Gutschrift auf Wertguthabenkonto kein Zufluss
Der BFH gab der Klage statt. Nach der ständigen Rechtsprechung des BFH fließt durch die Gutschrift auf einem Wertguthabenkonto kein Arbeitslohn zu, sondern der Arbeitnehmer erwirbt einen noch nicht fälligen Anspruch auf Lohnzahlung. Erst wenn das Wertguthaben an den Arbeitnehmer ausgezahlt wird, fließt Arbeitslohn zu. Dies gilt entsprechend, wenn das Wertguthaben gemäß § 7f Abs. 1 Satz 1 Nr. 2 SGB IV auf die DRV Bund übertragen wird.
Wirtschaftliches Ergebnis maßgeblich
Es spielt keine Rolle, ob die fraglichen Abfindungen den Langzeitkonten wirksam zugeführt werden konnten, erläutert das Gericht in seiner Urteilsbegründung. Entscheidend ist laut BFH, dass die Beteiligten das wirtschaftliche Ergebnis des Rechtsgeschäfts eintreten und bestehen lassen (§ 41 Abs. 1 Satz 1 der Abgabenordnung).

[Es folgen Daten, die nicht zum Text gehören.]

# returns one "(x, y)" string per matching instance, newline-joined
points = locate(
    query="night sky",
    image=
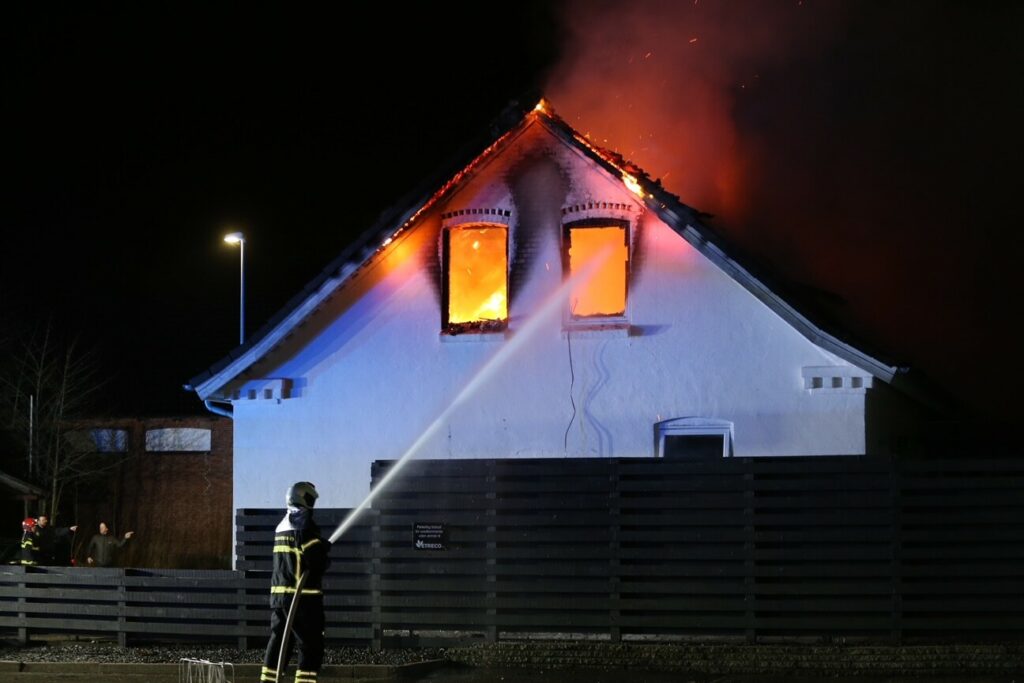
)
(866, 153)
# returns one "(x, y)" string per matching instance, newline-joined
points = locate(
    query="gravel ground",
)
(110, 652)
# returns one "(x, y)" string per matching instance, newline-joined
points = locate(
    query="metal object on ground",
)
(203, 671)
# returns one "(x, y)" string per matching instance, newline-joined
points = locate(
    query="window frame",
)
(571, 321)
(208, 434)
(694, 427)
(480, 327)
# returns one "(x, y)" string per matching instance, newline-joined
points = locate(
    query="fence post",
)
(896, 551)
(122, 588)
(614, 564)
(376, 627)
(23, 588)
(750, 563)
(240, 592)
(491, 599)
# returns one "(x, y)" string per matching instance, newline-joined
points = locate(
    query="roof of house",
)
(686, 221)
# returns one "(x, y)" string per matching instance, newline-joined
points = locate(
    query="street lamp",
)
(240, 240)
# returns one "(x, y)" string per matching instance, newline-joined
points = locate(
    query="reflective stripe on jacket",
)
(298, 549)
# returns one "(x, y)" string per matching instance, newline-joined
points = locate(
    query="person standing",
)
(30, 543)
(48, 538)
(298, 547)
(103, 547)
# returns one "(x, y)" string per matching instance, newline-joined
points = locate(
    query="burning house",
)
(625, 327)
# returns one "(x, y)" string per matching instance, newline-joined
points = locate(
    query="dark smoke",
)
(867, 152)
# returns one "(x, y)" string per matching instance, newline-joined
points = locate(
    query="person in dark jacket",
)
(103, 547)
(50, 539)
(298, 549)
(30, 543)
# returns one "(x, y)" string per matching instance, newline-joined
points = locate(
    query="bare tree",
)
(47, 384)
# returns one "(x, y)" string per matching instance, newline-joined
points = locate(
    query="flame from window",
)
(477, 282)
(604, 292)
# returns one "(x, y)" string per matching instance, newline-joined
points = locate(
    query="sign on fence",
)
(429, 537)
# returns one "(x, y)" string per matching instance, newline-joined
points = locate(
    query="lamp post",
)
(240, 240)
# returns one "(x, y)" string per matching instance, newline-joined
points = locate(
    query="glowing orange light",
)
(633, 184)
(604, 292)
(477, 282)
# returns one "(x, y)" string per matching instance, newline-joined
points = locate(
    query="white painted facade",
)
(370, 370)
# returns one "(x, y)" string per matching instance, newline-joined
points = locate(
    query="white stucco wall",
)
(373, 371)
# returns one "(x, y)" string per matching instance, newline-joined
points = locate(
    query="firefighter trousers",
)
(306, 636)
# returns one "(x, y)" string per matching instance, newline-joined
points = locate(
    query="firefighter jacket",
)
(30, 548)
(298, 549)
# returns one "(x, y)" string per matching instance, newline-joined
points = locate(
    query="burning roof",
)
(683, 219)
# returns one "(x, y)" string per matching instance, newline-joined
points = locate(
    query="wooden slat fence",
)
(610, 549)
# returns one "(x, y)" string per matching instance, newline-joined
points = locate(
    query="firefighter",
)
(298, 549)
(30, 542)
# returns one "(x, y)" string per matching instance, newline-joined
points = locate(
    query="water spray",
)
(553, 304)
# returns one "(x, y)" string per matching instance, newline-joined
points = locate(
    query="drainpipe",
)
(209, 402)
(225, 412)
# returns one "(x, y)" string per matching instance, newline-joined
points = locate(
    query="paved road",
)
(523, 676)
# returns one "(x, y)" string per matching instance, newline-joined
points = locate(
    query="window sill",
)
(473, 337)
(596, 329)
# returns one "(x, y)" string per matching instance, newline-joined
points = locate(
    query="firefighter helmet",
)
(302, 495)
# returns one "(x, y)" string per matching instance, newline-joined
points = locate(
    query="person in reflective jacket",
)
(298, 549)
(30, 542)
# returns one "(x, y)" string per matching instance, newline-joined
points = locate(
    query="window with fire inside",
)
(475, 284)
(596, 259)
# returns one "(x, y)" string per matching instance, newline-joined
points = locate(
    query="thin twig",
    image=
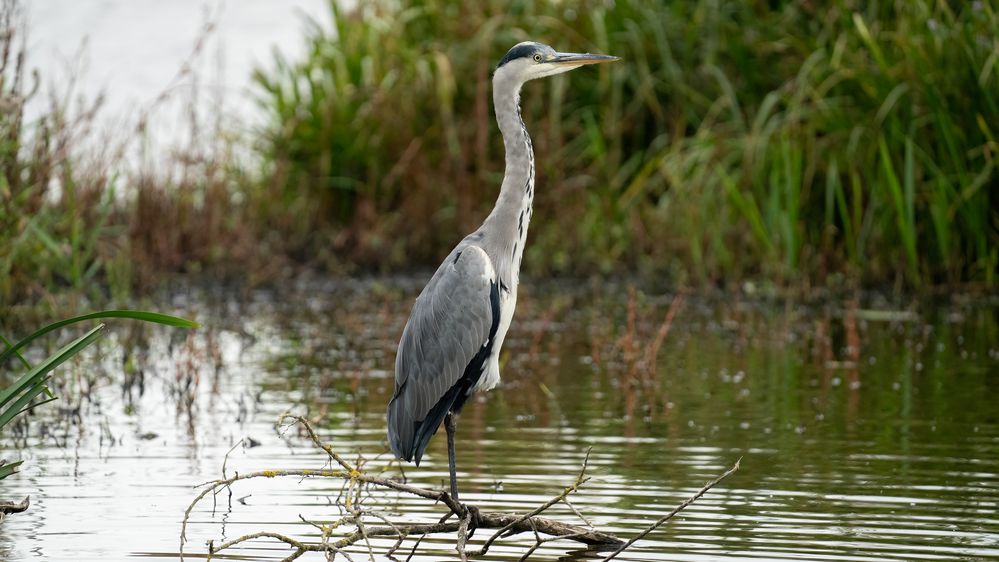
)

Im Streitfall seien alle Beteiligten von der Zulässigkeit und Wirksamkeit der getroffenen Vereinbarungen ausgegangen und hätten sich entsprechend verhalten. Somit konnten die Arbeitnehmer nicht auf die nicht an sie ausgezahlten Abfindungen zugreifen.

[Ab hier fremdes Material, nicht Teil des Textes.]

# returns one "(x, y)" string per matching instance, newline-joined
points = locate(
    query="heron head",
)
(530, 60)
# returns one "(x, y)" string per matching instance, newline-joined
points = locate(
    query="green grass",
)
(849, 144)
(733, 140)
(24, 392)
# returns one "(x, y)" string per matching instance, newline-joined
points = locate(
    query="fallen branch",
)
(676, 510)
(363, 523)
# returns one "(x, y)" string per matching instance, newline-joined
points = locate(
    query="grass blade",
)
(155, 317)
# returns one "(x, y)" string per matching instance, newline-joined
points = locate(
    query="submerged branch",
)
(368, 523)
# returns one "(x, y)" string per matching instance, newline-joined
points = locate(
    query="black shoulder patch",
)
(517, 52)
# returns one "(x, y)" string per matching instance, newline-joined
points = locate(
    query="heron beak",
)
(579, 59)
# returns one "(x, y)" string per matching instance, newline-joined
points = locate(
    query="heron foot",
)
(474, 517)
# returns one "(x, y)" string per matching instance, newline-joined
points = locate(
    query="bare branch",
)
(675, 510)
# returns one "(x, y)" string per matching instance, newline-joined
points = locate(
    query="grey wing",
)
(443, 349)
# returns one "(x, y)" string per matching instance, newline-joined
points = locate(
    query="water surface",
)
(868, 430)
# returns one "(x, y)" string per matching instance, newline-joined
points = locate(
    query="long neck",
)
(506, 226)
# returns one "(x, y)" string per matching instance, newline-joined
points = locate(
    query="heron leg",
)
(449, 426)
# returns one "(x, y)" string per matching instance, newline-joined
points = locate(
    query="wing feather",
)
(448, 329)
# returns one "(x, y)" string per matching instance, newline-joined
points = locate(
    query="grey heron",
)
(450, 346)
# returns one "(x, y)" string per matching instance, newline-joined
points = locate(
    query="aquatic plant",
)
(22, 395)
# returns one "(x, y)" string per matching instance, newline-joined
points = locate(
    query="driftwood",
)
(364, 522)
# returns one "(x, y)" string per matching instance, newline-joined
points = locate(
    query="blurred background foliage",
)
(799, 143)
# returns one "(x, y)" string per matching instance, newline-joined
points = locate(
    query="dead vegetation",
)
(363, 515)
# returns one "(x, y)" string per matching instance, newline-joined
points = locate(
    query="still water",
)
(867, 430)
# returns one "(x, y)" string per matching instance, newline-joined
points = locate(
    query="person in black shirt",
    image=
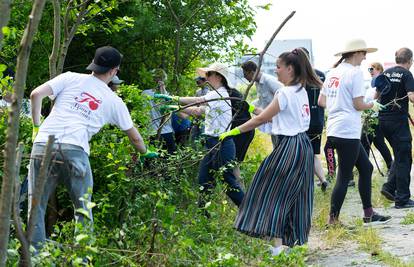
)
(394, 89)
(241, 114)
(316, 125)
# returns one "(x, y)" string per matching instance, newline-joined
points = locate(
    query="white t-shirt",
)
(156, 116)
(218, 113)
(266, 88)
(83, 104)
(370, 94)
(342, 85)
(294, 115)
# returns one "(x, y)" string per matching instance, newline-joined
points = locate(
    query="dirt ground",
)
(397, 239)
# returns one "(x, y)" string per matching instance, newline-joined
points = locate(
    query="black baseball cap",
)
(106, 58)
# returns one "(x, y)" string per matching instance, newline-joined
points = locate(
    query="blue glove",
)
(166, 97)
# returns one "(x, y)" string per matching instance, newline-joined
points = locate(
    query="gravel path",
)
(397, 239)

Dass die Abfindungen nicht zuerst dem Gruppenversicherungskonto zugeführt, sondern direkt an die DRV Bund überweisen wurden, wertet der BFH lediglich als eine Abkürzung des Zahlungsweges, daher spiele dies für die steuerliche Beurteilung keine Rolle.
Davon abgesehen müsste die DRV Bund ein zu Unrecht übertragenes Wertguthaben auch nicht an den Arbeitnehmer herausgeben, führt der BFH weiter aus. Es bleibe bis zum Zufluss beim Arbeitnehmer Vermögen des Arbeitgebers.
Kein Zufluss im Streitzeitraum
Soweit die Abfindungen den Langzeitkonten zugeführt werden sollten, sind sie laut Urteilsbegründung im Streitzeitraum nicht zugeflossen. Die Lohnsteuer darauf sei nicht entstanden, sodass eine Haftung der Klägerin nicht infrage komme.